11 Zガベージ・コレクタ

Zガベージ・コレクタ(ZGC)はスケーラブルな低レイテンシのガベージ・コレクタです。ZGCは、アプリケーション・スレッドの実行の停止時間を10ミリ秒以下に抑えながら、負荷が高いすべての作業を同時に実行するため、低レイテンシが要求される、または非常に大きいヒープ(数テラバイト)を使用するアプリケーションに適しています。

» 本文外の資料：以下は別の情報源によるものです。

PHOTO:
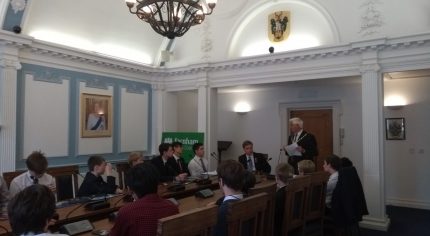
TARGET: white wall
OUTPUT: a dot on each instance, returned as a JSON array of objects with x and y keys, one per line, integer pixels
[
  {"x": 262, "y": 125},
  {"x": 407, "y": 162}
]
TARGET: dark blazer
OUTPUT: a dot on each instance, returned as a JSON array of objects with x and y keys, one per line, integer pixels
[
  {"x": 172, "y": 161},
  {"x": 95, "y": 185},
  {"x": 308, "y": 142},
  {"x": 221, "y": 227},
  {"x": 348, "y": 204},
  {"x": 167, "y": 171},
  {"x": 279, "y": 211},
  {"x": 260, "y": 161}
]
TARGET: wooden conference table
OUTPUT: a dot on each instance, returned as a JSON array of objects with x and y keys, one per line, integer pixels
[{"x": 99, "y": 218}]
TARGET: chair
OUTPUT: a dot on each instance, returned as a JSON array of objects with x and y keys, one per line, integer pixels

Zガベージ・コレクタは実験的な機能として提供されており、有効化するにはコマンドライン・オプションの -XX:+UnlockExperimentalVMOptions -XX:+UseZGCを使用します。

ヒープ・サイズの設定

ZGCの最も重要なチューニング・オプションは最大ヒープ・サイズ(-Xmx)を設定することです。ZGCはコンカレント・コレクタであるため、最大ヒープ・サイズを選択するには、1) ヒープにアプリケーションのライブセットを格納できること、2) GCの実行中に割当てを提供できる十分なヘッドルームがヒープ内にあることを確認する必要があります。必要なヘッドルームの容量は、割当て率とアプリケーションのライブセットのサイズによって大きく異なります。通常、ZGCに割り当てるメモリーが多いほどよいとされています。ただし、その一方でメモリーの浪費は望ましくないため、メモリー使用量と必要なGCの実行頻度との間でバランスが取ることが重要です。

並行GCスレッド数の設定

2番目に重要なチューニング・オプションは、並行GCスレッド数(-XX:ConcGCThreads)を設定することです。ZGCには、この数を自動的に選択するためのヒューリスティックがあります。通常、このヒューリスティックは正常に機能しますが、アプリケーションの特性によっては調整が必要な場合があります。基本的に、このオプションではGCに割り当てるCPU時間を指定します。割り当てすぎると、GCによってアプリケーションのCPU時間が過度に奪われることになります。割当てが少なすぎると、GCの収集能力を上回る速度でアプリケーションがガベージを生成する可能性があります。